Jaelon et les autres prêtres n'étaient pas différents.

« Puisqu'on doit mourir qu'on fasse demi-tour ou pas, quel choix avons-nous ? »

Un sourire rafraîchissant éclôt sur le visage clair de Sirio, le Maître Épéiste, au visage comme le vent.

« Il faut percer le front », conclut Sirio.

***

Claaaaaaang — !

Au milieu du clangement des épées, des fragments de glace volants et d'une cohue où le mana et l'énergie démoniaque tourbillonnaient ensemble, Ria gravit les escaliers que Sylvia avait tracés, se cachant secrètement, et étape par étape, elle atteignit le dernier étage du phare.

Gloups.

Il y avait une petite porte simple au bout des escaliers, et si elle était ouverte, ce qui se trouvait de l'autre côté était…

Creeeeeeeak — !

Alors qu'elle hésitait, la porte s'ouvrit, faisant frémir Ria et les enfants alors qu'une voix fut la première chose qu'ils entendirent.

« … Vous êtes venus. »

C'était la voix de Deculein, et il était assis dans un fauteuil, demeurant noble, avec du vin versé dans un verre antique.

« Yuara », continua Deculein, le nom tombant de ses lèvres.

À cet instant, Ria eut l'impression que son cœur était percé par une aiguille, mais elle maintint son sang-froid et marcha vers lui d'un pas mesuré.

« … Hou. »

Alors, Ria prit une grande inspiration, car elle avait toujours eu des doutes sur Deculein, et même maintenant, le myosotis bleu sur son bureau ne faisait qu'accroître ses doutes.

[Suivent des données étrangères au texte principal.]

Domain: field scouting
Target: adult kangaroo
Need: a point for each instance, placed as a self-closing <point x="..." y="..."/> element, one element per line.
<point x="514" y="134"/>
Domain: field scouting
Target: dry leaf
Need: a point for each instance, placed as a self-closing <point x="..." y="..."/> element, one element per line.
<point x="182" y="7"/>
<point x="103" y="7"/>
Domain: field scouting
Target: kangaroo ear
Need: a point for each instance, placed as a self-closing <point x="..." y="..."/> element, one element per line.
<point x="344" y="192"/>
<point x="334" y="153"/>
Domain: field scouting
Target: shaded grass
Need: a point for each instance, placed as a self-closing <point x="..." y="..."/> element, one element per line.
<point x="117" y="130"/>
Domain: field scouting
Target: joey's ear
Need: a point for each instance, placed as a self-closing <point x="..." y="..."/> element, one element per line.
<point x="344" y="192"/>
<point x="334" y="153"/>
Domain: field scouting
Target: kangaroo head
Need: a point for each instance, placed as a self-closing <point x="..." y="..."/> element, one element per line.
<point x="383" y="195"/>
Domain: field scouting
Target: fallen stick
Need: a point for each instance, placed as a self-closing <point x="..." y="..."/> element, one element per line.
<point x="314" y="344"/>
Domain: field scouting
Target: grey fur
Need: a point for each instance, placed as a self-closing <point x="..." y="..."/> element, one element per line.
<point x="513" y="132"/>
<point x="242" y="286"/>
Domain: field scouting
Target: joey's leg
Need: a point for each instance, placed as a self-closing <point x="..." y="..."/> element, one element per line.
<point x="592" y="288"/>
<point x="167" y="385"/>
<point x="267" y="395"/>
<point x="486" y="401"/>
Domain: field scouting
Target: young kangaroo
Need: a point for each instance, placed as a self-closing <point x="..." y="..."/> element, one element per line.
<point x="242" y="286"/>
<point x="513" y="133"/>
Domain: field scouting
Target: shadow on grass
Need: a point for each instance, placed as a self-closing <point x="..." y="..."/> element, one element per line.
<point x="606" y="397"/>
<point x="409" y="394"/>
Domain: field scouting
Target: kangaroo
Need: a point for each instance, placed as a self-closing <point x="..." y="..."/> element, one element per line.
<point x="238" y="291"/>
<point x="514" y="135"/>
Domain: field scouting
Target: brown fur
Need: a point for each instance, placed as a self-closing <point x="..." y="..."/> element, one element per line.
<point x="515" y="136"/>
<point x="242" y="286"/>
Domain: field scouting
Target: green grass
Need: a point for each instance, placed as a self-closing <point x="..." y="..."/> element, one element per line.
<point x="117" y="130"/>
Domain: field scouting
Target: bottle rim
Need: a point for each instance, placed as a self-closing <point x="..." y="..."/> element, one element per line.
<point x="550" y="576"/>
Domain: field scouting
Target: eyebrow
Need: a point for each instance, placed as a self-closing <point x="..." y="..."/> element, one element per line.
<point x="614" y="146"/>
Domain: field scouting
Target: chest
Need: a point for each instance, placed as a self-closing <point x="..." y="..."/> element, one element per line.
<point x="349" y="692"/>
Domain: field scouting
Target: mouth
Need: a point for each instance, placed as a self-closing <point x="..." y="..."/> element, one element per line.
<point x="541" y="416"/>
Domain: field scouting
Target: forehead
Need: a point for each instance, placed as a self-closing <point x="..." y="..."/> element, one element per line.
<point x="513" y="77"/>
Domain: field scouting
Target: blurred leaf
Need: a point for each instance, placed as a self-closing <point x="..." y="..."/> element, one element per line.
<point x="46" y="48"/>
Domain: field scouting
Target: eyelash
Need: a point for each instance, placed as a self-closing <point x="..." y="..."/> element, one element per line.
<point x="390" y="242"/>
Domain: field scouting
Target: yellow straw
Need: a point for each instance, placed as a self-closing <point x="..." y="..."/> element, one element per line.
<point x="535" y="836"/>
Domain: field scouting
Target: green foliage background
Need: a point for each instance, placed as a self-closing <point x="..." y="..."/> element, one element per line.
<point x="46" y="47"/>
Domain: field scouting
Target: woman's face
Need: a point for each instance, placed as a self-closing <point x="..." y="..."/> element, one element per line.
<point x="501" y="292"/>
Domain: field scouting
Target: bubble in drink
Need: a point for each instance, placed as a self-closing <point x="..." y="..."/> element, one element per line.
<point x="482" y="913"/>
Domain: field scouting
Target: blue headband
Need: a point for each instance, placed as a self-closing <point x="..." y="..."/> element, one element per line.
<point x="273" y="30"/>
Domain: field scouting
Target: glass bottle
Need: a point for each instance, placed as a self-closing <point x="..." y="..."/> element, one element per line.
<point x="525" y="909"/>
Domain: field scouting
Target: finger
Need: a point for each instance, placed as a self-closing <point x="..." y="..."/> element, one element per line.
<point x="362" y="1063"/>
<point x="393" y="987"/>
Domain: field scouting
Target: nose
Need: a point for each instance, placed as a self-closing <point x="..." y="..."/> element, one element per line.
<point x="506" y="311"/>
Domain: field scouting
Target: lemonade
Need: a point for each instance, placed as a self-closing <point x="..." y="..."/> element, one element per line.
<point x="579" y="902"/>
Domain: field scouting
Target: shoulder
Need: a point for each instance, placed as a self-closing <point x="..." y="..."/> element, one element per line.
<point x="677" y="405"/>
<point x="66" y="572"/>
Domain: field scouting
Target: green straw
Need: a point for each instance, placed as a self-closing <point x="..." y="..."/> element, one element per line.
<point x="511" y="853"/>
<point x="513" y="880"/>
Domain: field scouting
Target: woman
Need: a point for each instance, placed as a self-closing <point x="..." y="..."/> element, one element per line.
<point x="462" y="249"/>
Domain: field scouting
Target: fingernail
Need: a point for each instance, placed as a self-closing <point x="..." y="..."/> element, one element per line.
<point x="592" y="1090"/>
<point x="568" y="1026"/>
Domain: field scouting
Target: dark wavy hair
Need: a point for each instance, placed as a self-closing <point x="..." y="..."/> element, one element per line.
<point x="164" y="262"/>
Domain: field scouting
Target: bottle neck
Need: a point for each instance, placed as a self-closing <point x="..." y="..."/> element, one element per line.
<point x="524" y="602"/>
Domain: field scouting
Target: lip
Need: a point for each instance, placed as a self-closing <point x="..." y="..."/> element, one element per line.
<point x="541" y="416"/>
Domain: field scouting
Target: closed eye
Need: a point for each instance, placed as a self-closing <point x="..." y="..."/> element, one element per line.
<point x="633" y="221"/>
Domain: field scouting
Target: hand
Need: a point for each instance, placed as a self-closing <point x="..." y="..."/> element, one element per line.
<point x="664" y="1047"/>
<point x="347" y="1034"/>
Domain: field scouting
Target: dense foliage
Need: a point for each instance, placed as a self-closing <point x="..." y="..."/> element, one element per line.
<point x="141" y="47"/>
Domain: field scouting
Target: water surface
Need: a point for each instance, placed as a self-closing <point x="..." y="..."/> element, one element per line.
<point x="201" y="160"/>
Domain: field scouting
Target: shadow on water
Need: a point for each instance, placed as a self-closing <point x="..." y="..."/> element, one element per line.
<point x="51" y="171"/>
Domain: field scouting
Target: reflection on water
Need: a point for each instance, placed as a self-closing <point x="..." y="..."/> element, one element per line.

« Qu'est-ce que tu comptes faire ? »

Deculein fronça légèrement les sourcils, et Ria prépara sa méthode, qui était simple — s'il était un humain, ou du moins une personne, et si son hypothèse était correcte, Deculein hésiterait inévitablement au moment où il entendrait un certain nom.

« … Eh bien », répondit Ria, les mots prenant leur temps pour sortir. « Tu sais. »

Bien sûr, la probabilité que ce ne soit pas vrai était plus élevée, mais puisqu'il l'avait appelée Yuara en premier, elle aussi voulait y répondre ainsi, ne serait-ce qu'une fois.

« … Woo-Jin. »

Woo-Jin.

Il y a quelque temps, dans un passé lointain, c'était le nom qu'Ah-Ra appelait des dizaines de fois par jour.

« Kim Woo-Jin », conclut Ria.

Faisant semblant d'être folle, Ria cria le nom que Yoo Ah-Ra aimait plus que tout autre, puis observa une réaction de Deculein.